Where are the garbage value stored, and for what purpose?
IIRC, Thompson or Richie did an interview some years ago where they said the language definition purposely left things vague in some places so the implementers on specific platforms had leeway to do things that made sense (cycles, memory, etc) on that platform. Sorry I don't have a reference to link to.
C chooses to not initialize variables to some automatic value for efficiency reasons. In order to initialize this data, instructions must be added. Here's an example:
int main(int argc, const char *argv[])
{
int x;
return x;
}
generates:
pushl %ebp
movl %esp, %ebp
subl $16, %esp
movl -4(%ebp), %eax
leave
ret
While this code:
int main(int argc, const char *argv[])
{
int x=1;
return x;
}
generates:
pushl %ebp
movl %esp, %ebp
subl $16, %esp
movl $1, -4(%ebp)
movl -4(%ebp), %eax
leave
ret
As you can see, a full extra instruction is used to move 1 into x. This used to matter, and still does on embedded systems.
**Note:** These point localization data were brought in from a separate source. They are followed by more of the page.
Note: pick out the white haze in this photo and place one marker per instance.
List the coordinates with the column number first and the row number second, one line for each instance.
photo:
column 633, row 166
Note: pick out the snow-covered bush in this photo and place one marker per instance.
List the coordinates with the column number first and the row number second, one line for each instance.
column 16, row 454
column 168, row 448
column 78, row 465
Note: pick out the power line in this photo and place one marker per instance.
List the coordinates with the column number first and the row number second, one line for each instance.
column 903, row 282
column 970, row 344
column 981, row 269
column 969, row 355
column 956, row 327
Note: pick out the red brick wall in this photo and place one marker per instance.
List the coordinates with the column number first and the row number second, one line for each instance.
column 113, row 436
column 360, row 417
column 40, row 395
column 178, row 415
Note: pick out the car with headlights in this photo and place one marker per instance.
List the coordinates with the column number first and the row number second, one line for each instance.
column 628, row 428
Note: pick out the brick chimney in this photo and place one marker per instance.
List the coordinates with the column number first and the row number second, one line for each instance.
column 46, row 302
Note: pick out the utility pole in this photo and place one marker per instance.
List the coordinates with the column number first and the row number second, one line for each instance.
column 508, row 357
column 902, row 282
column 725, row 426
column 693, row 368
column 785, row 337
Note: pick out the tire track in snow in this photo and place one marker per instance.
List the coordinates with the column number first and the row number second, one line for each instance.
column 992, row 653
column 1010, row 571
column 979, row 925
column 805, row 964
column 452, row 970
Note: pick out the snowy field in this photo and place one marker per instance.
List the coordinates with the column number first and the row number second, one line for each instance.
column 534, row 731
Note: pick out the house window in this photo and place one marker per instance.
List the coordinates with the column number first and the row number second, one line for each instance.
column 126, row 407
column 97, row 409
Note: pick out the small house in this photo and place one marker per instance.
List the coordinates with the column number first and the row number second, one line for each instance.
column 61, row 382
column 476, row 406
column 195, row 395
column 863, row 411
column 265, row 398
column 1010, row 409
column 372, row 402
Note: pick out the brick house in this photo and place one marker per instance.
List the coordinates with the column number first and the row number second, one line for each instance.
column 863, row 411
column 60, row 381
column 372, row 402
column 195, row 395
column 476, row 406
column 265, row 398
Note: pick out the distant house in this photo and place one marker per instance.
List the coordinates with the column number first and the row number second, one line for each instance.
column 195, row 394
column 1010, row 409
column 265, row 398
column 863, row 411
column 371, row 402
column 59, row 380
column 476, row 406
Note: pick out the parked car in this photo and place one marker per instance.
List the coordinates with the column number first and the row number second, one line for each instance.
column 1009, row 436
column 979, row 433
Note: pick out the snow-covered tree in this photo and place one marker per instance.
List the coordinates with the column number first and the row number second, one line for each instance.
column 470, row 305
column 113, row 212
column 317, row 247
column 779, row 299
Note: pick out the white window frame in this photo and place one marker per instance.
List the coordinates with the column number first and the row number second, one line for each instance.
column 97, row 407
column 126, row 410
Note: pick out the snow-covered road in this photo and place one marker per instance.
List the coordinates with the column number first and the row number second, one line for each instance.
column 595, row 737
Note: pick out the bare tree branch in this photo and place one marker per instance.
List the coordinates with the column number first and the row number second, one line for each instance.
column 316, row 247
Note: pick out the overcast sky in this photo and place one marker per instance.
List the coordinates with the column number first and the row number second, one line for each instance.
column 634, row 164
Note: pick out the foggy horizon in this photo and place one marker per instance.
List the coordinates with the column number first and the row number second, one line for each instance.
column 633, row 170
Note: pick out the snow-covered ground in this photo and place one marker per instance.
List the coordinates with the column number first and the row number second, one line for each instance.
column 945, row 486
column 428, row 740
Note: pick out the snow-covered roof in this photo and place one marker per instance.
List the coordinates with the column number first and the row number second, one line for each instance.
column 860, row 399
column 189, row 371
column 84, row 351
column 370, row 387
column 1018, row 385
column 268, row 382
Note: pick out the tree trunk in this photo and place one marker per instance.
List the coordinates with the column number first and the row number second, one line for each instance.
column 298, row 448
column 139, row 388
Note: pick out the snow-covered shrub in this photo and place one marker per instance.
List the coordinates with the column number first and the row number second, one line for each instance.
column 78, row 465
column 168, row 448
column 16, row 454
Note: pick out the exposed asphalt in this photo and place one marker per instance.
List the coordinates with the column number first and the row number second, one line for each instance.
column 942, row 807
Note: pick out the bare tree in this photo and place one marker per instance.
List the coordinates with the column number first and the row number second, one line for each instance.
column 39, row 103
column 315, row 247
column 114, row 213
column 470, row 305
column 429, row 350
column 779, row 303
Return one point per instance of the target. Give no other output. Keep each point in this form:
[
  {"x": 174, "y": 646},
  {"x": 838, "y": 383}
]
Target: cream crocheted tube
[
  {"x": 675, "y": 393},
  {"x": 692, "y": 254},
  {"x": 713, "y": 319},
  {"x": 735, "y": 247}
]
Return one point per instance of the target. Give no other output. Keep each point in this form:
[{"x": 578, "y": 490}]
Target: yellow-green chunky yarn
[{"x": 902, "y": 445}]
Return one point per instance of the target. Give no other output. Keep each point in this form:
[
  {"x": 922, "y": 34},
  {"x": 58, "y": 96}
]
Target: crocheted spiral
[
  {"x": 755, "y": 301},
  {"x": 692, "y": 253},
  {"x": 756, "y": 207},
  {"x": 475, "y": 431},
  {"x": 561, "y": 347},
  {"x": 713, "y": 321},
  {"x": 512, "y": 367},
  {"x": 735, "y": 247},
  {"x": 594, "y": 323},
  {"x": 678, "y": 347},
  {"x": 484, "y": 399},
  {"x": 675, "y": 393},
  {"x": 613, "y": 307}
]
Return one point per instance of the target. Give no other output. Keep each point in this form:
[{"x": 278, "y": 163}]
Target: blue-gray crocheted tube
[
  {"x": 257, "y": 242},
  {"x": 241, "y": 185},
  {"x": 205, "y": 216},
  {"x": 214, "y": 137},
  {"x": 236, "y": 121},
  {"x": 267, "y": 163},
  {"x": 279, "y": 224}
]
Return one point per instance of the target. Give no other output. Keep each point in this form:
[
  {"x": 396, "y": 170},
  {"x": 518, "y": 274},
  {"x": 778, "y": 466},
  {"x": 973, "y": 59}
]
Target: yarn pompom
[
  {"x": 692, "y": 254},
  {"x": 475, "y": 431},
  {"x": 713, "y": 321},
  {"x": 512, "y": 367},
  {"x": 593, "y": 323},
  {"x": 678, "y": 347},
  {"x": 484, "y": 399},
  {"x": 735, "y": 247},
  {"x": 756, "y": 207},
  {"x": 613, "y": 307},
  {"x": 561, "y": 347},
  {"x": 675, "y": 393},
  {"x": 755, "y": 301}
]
Why does the C standard leave use of indeterminate variables undefined?
It does not :-) :
for local variables, it says undefined behavior, which means that anything (e.g. segfault, erasing your hard disk) is legal: (Why) is using an uninitialized variable undefined behavior?
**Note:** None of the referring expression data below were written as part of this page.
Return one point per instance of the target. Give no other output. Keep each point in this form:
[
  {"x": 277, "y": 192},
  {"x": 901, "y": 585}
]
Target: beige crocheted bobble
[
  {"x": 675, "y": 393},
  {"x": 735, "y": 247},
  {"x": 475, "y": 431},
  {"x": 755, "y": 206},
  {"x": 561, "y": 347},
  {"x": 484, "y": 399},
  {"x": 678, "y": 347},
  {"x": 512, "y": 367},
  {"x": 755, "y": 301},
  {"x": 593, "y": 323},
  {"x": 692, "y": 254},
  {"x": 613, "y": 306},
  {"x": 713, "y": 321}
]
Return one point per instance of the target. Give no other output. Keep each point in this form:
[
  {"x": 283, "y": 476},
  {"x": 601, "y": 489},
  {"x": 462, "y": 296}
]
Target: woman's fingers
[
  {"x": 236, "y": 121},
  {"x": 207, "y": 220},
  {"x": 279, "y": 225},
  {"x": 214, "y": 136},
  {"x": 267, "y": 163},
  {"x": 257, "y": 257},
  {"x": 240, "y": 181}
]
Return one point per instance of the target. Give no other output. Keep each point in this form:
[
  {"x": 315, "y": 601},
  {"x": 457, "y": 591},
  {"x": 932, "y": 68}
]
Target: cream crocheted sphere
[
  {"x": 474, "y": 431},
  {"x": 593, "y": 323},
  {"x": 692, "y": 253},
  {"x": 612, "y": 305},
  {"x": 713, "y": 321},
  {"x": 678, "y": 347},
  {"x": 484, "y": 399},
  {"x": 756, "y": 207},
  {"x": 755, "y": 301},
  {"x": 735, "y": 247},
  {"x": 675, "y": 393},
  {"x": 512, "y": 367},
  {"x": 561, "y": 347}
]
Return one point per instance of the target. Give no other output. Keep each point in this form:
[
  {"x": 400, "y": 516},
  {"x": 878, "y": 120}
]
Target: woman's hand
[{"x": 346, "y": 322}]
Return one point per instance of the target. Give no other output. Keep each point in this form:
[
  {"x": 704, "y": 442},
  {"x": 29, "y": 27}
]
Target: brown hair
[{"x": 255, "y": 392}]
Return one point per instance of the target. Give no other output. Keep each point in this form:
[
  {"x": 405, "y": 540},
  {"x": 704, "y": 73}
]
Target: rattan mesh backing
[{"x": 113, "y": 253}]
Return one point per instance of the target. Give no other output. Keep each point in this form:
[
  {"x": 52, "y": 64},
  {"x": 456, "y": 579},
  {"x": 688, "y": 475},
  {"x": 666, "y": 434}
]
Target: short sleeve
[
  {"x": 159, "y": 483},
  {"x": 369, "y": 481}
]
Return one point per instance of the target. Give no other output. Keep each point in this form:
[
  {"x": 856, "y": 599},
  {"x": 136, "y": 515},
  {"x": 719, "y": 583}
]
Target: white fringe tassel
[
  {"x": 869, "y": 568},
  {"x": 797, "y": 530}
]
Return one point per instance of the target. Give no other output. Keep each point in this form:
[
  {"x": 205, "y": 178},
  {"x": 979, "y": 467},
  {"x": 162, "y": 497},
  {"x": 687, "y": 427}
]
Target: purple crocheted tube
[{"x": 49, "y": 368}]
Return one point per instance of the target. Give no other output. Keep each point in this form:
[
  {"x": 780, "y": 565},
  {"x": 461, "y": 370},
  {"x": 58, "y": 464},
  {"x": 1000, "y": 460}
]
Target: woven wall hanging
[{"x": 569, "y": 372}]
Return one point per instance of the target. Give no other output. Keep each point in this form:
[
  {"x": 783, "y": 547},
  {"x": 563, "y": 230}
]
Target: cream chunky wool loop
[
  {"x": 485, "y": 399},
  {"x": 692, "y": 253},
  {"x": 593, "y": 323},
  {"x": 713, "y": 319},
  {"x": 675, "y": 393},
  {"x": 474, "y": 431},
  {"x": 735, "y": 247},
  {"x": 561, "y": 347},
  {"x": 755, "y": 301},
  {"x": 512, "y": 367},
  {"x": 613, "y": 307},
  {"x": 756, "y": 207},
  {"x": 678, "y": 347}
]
for global variables, it zeros them: What happens to a declared, uninitialized variable in C? Does it have a value?
Garbage values are not really stored anywhere. In fact, garbage values do not really exist, as far as the abstract language is concerned.
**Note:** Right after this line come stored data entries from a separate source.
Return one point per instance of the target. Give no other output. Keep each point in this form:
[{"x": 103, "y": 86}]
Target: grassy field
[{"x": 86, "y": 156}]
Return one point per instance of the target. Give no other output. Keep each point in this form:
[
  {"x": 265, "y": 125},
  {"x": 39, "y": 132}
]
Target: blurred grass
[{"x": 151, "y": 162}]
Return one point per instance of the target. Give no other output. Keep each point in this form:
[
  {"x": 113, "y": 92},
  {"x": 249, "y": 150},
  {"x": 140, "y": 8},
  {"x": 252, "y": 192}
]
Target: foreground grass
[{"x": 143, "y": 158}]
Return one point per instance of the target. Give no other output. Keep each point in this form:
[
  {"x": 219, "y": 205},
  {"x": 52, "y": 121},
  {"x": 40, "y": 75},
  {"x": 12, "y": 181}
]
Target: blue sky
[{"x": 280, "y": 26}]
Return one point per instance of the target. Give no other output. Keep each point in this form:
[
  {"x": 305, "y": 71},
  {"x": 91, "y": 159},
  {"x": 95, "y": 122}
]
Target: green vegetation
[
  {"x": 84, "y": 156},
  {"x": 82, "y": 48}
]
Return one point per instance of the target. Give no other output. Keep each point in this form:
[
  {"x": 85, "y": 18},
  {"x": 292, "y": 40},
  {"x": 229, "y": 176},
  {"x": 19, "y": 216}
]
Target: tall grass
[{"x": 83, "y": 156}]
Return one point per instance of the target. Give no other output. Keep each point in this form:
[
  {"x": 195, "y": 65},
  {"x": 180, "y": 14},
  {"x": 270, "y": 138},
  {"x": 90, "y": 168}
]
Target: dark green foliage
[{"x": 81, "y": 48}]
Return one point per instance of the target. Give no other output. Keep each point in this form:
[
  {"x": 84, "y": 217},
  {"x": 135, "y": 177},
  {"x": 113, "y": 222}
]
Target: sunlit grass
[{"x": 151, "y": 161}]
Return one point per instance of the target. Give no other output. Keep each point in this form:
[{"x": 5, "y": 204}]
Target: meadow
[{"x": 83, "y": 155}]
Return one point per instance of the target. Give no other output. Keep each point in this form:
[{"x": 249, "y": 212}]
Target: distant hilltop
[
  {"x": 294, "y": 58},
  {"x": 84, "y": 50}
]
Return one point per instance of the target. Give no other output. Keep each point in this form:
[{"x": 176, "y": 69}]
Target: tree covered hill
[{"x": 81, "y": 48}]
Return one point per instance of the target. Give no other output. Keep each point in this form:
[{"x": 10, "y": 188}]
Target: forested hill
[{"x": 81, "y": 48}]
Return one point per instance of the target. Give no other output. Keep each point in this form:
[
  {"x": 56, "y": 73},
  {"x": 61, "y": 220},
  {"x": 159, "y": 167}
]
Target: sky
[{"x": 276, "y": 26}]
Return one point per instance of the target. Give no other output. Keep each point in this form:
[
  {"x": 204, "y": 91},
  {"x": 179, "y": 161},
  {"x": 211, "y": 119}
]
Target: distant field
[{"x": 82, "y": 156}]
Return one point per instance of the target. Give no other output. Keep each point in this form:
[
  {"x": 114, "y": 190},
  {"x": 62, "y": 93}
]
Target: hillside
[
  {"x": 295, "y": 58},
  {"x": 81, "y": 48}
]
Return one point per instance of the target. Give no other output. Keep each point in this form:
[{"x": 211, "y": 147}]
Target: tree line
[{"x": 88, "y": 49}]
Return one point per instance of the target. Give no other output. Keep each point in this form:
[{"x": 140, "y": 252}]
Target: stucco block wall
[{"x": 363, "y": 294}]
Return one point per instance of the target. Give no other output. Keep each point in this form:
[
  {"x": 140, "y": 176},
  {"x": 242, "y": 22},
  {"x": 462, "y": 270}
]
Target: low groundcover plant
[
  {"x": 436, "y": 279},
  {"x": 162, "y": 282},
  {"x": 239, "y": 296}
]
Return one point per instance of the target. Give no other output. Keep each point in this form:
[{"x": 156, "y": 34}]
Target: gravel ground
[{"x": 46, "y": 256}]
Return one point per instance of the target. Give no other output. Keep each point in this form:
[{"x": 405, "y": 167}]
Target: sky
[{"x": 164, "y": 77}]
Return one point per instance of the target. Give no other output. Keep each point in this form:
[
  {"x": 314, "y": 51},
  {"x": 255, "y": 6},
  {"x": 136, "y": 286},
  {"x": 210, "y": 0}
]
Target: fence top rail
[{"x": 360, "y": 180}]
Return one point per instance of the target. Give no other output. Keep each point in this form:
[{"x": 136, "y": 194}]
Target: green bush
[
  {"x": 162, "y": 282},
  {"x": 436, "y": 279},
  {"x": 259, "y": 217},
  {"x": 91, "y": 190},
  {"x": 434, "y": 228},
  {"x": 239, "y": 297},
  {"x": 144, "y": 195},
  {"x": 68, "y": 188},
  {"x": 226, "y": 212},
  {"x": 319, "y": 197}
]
You see, in order to generate the most efficient code it is not sufficient for the compiler to operate in terms of lifetimes of objects (variables). In order to generate the most efficient code, the compiler must operate at much finer level: it must "think" in terms of lifetimes of values. This is absolutely necessary in order to perform efficient scheduling of the CPU registers, for one example.
The abstract language has no such concept as "lifetime of value". However, the language authors recognize the importance of that concept to the optimizing compilers. In order to give the compilers enough freedom to perform efficient optimizations, the language is intentionally specified so that it doesn't interfere with important optimizations. This is where the "garbage values" come into picture. The language does not state that garbage values are stored anywhere, the language does not guarantee that the garbage values are stable (i.e. repeated attempts to read the same uninitialized variable might easily result in different "garbage values"). This is done specifically to allow optimizing compilers to implement the vital concept of "lifetime of value" and thus perform more efficient variable manipulation than would be dictated by the language concept of "object lifetime".
C was designed to be a relatively low-level language so that it could be used for writing, well, low-level stuff like operating systems. (in fact, it was designed so that UNIX could be written in C) You can simply think of it as assembly code with readable syntax and higher-level constructs. For this reason, C (minus optimizations) does exactly what you ask it to do, nothing more, nothing less.
When you write int x;
, the compiler simply allocates memory for the integer. You never asked it to store anything there, so whatever was in that location when your program started stays as such. Most often, it turns out that the pre-existing value is "garbage".
Sometimes, an external program (for eg. a device driver) may write into some of your variables, so it is unnecessary to add another instruction to initialize such variables.